I en­joyed the fact that I was no longer a piece of traf­fic data. When ques­tions popped into my head, I took plea­sure in mulling them over, rather than go­ing di­rect to Google. I also be­gan to draw on the knowl­edge of those around me, which re­sulted in a num­ber of phone chats with peo­ple I don’t speak to as of­ten as I should.

Ibe­gan to re­alise that tech­nol­ogy, which prom­ises to make life eas­ier and con­nect us, does just that, but lit­tle of it is mean­ing­ful. Rather than liv­ing in the mo­ment, we’re in­hab­it­ing a place called nowhere, al­most all of the time. With­out the smart­phone I was present; I had breath­ing space. A task be­came just a task, not the mul­ti­tasks I was ac­cus­tomed to. There’s a pre­sump­tion that equates busy­ness with pro­duc­tiv­ity, and al­though with­out my smart­phone I may have ticked off fewer tasks, those I did do were done more ef­fec­tively, and with pur­pose.

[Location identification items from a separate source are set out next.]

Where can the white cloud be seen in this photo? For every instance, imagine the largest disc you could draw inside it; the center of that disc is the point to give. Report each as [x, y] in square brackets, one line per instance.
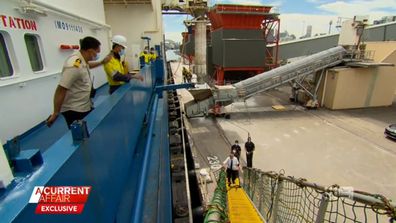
[297, 23]
[175, 36]
[359, 7]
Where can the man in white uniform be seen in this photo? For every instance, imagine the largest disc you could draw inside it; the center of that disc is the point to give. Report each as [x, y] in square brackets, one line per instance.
[73, 94]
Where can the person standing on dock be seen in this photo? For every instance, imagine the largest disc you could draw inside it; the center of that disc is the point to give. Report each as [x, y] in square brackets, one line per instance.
[236, 149]
[249, 147]
[73, 95]
[231, 164]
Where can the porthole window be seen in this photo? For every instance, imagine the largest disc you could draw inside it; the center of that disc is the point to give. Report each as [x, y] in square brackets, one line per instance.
[33, 48]
[5, 62]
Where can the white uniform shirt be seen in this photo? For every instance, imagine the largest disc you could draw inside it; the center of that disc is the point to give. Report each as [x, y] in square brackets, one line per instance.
[76, 79]
[234, 163]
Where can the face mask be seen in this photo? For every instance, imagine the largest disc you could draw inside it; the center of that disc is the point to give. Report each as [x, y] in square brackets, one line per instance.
[122, 52]
[97, 57]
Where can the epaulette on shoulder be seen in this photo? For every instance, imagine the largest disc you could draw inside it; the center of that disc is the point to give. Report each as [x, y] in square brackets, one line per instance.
[77, 63]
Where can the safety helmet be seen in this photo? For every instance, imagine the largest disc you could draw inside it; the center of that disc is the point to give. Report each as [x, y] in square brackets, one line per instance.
[120, 40]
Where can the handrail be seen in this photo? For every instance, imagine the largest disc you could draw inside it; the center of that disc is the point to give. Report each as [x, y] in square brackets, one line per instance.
[137, 212]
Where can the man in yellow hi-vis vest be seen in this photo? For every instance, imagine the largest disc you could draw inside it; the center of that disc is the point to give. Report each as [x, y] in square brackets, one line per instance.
[116, 70]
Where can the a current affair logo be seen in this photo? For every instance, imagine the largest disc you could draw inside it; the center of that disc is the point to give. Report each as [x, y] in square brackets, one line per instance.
[60, 200]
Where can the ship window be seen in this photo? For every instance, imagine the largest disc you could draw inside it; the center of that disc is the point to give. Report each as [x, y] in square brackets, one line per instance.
[34, 52]
[5, 62]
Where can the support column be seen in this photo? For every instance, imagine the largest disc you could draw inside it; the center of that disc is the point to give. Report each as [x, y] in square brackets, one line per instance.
[200, 51]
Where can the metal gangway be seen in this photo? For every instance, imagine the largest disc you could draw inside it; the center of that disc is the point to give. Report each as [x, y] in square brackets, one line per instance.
[289, 72]
[224, 95]
[277, 198]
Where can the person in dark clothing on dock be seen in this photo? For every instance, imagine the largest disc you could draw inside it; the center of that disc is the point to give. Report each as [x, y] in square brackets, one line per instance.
[231, 165]
[236, 149]
[249, 147]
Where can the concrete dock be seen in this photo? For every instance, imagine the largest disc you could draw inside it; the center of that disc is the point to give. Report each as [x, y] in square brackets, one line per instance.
[345, 147]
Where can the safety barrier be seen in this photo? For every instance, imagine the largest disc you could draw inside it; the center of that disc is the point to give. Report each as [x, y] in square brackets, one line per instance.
[287, 199]
[217, 209]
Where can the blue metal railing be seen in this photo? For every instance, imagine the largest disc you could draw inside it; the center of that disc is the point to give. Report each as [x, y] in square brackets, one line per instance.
[137, 213]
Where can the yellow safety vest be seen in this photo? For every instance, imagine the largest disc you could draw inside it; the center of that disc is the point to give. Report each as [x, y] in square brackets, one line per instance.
[110, 68]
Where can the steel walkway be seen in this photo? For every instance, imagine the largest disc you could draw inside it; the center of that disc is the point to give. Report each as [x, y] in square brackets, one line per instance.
[240, 207]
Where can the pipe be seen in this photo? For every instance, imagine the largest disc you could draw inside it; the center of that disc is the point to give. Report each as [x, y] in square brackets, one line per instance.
[137, 212]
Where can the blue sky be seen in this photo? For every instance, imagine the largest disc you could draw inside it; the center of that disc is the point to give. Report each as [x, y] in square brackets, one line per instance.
[296, 15]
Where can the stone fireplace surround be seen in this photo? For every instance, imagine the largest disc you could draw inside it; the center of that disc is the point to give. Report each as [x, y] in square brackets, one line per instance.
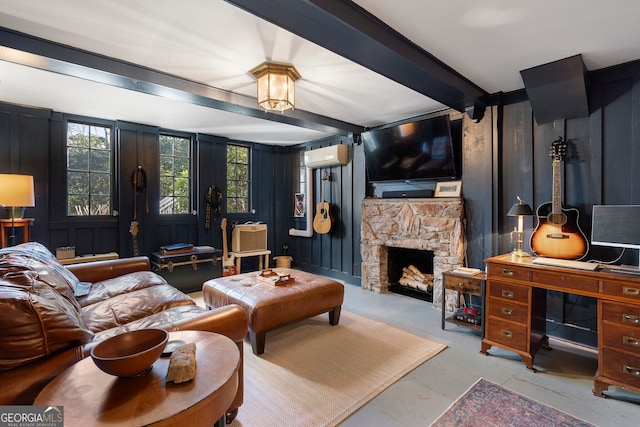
[435, 225]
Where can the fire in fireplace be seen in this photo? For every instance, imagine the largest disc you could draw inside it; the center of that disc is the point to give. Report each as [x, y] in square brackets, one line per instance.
[410, 272]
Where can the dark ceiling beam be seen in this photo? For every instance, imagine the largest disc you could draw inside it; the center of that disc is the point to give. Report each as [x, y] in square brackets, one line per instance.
[34, 52]
[350, 31]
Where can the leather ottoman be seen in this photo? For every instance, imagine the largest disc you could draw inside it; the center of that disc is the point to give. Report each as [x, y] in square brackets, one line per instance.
[269, 307]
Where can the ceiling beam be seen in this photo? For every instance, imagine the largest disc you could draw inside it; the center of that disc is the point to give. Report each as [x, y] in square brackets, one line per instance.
[350, 31]
[34, 52]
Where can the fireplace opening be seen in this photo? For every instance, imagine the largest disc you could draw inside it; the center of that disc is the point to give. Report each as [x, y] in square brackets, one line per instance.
[410, 272]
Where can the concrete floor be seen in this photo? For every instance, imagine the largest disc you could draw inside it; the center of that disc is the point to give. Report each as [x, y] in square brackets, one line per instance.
[564, 379]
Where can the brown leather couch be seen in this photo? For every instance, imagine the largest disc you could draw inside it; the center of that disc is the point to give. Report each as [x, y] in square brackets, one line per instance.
[52, 316]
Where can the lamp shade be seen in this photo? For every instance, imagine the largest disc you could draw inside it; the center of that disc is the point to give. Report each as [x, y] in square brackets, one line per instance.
[16, 190]
[276, 86]
[520, 209]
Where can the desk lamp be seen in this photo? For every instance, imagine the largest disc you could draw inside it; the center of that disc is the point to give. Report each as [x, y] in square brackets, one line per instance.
[16, 191]
[520, 210]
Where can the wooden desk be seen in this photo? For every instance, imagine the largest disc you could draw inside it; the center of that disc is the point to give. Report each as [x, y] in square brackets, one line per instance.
[5, 224]
[259, 254]
[93, 398]
[516, 315]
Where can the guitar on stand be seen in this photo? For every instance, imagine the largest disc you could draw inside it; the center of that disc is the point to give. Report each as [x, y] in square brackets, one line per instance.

The week was soon up. That Sun­day night I reached for my smart­phone —and then stopped. I wasn’t ready to have it all flood back in. Sure, some of the apps make life eas­ier and my so­cial me­dia feed would al­low me to keep up with wa­ter-cooler chat, but the ben­e­fits of a smart­phone pale in com­par­i­son to those of liv­ing with­out one. I may still re­turn to tech, but for now I’m stick­ing with my dumb­phone while my iPhone rolls around, switched off, in the bot­tom of my bag, just for or­der­ing Ubers.